Specificity of Sociocommunicative Symptomatology: Where is the Convergence?

The breadth of findings, both with respect to neuroimaging features found to be atypical in ASDs and with respect to the numerous genetic (and other) risk factors implicated, is remarkable given the comparatively circumscribed domain of SC core symptoms on which clinical diagnosis is based [7]. Therefore, some convergence may be expected to occur in development, from a very wide range of possible causes onto a narrower range of core symptoms. One proposal has been made in the genetics literature as to the convergence of many ASD risk genes into gene networks or modules [79,80], some of which may specifically affect synapto-genesis, synaptic function, and circuit formation [81,82]. This view may be supported by the convergence of a large number of knockout mouse models (of genes associated with ASDs) onto few distinct neuroanatomical phenotypes [83]. However, the argument could be compelling only if based on quantitative tests showing that the fraction of ASD risk genes involved in connectivity is significantly greater than would be expected from the fraction of genes somehow affecting brain connectivity within the entire genome. A corresponding argument, according to which autism is a disorder at the brain network level, has been made in the imaging literature. Although broadly accepted (cf. [60,68]), this argument is open to an analogous critique: Cognitive neuroscience has generally moved towards understanding all functional systems in terms of distributed networks [84], highlighting the importance of network connectivity, and this view has been generally applied to the study of psychopathology [85]. The view of autism as a connectivity disorder therefore conveys little specific insight.

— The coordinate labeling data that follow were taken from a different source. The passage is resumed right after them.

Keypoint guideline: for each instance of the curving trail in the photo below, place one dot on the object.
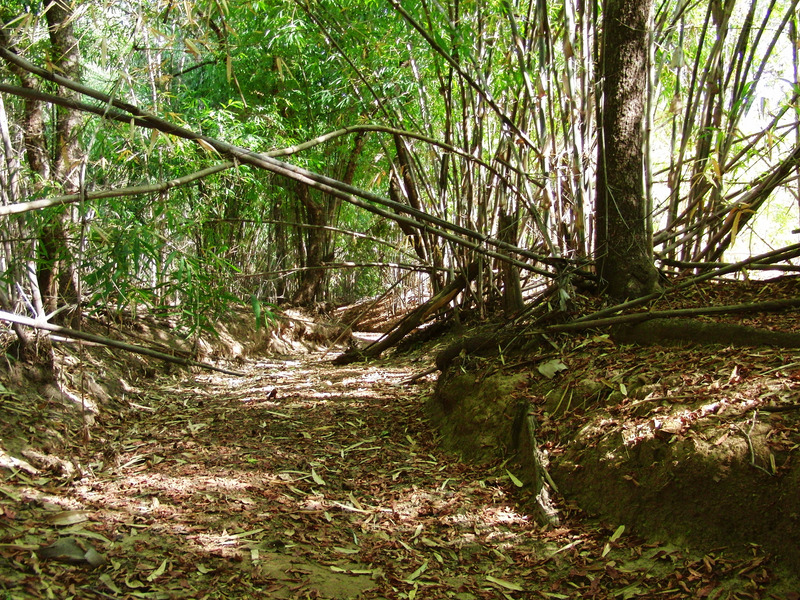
(304, 480)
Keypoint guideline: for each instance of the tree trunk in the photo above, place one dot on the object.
(58, 280)
(623, 242)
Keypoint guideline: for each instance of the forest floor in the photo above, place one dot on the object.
(304, 480)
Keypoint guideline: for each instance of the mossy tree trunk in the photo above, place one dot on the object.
(624, 242)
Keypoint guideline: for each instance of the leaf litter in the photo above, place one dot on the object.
(304, 480)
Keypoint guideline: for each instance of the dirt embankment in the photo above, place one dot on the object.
(695, 444)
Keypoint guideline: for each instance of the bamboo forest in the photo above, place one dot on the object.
(399, 299)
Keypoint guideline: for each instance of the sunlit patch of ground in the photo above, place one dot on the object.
(303, 480)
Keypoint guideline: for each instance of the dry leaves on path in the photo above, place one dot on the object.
(303, 480)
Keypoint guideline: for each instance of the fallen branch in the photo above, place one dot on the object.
(412, 320)
(80, 335)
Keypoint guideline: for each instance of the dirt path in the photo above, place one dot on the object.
(304, 480)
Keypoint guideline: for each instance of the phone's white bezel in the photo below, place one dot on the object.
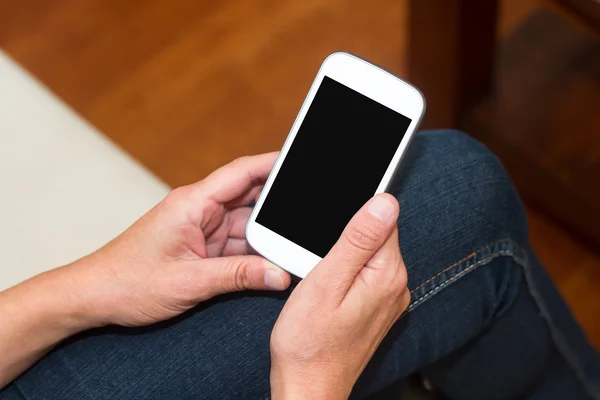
(372, 82)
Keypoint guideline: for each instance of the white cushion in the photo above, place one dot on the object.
(65, 189)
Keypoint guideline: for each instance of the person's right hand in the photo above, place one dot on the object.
(336, 317)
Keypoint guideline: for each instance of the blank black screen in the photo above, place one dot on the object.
(333, 167)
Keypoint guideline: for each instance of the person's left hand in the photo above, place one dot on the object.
(189, 248)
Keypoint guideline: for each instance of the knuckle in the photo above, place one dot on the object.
(241, 275)
(175, 197)
(363, 238)
(240, 161)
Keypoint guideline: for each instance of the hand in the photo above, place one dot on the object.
(187, 249)
(336, 317)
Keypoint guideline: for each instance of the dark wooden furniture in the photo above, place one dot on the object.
(532, 97)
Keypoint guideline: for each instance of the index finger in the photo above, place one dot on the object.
(236, 178)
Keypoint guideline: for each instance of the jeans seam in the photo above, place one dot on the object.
(468, 264)
(456, 264)
(511, 249)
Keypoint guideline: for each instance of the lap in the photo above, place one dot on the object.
(458, 211)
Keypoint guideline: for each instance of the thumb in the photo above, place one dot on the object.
(237, 273)
(364, 235)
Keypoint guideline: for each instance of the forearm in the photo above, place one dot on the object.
(36, 315)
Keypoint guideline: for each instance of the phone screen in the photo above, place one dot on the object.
(333, 167)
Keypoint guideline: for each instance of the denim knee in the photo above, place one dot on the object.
(452, 187)
(456, 201)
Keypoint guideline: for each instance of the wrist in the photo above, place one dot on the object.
(303, 387)
(54, 301)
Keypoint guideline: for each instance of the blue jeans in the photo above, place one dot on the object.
(485, 320)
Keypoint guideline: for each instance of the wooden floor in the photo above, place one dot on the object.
(186, 86)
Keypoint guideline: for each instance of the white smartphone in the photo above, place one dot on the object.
(347, 141)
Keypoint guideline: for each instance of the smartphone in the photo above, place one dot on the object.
(346, 144)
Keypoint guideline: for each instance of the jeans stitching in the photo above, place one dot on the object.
(559, 341)
(473, 254)
(508, 252)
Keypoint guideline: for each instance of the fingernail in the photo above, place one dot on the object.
(274, 280)
(382, 208)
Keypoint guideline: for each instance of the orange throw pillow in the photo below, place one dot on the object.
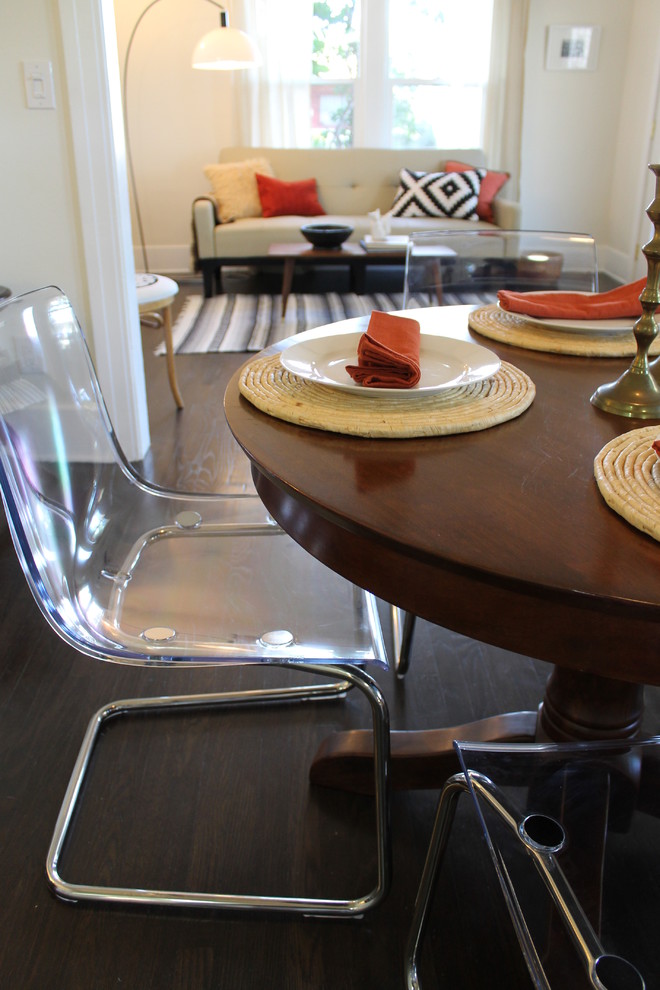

However, even if one accepts a connectivity approach as specifically informative about the causation of ASDs, the convergence question remains. Since all functional systems (sensorimotor, limbic, and higher cognitive supramodal) are organized in distributed interconnected networks, why would a ‘connectivity disorder’ specifically affect SC? The question may have to be slightly softened, as it is known that ASDs are often accompanied by impaired or atypical functioning in many domains other than SC, such as sensory [86], motor [87], attention [88], and executive [89]. Although such evidence is now acknowledged by the inclusion of sensory symptomatology and greater emphasis on restricted interests and behaviors in the DSM-5, deficits in social interaction and communication skills remain the defining core feature of ASDs. What can account for this domain specificity? Several scenarios may be considered (Figure 2).

Figure 2.

Convergence Scenarios. Cartoon of three convergence scenarios described in main text. Colored dots represent social network nodes diagrammatically. For anatomical locations see Figure 1. Abbreviation: SC, social communication.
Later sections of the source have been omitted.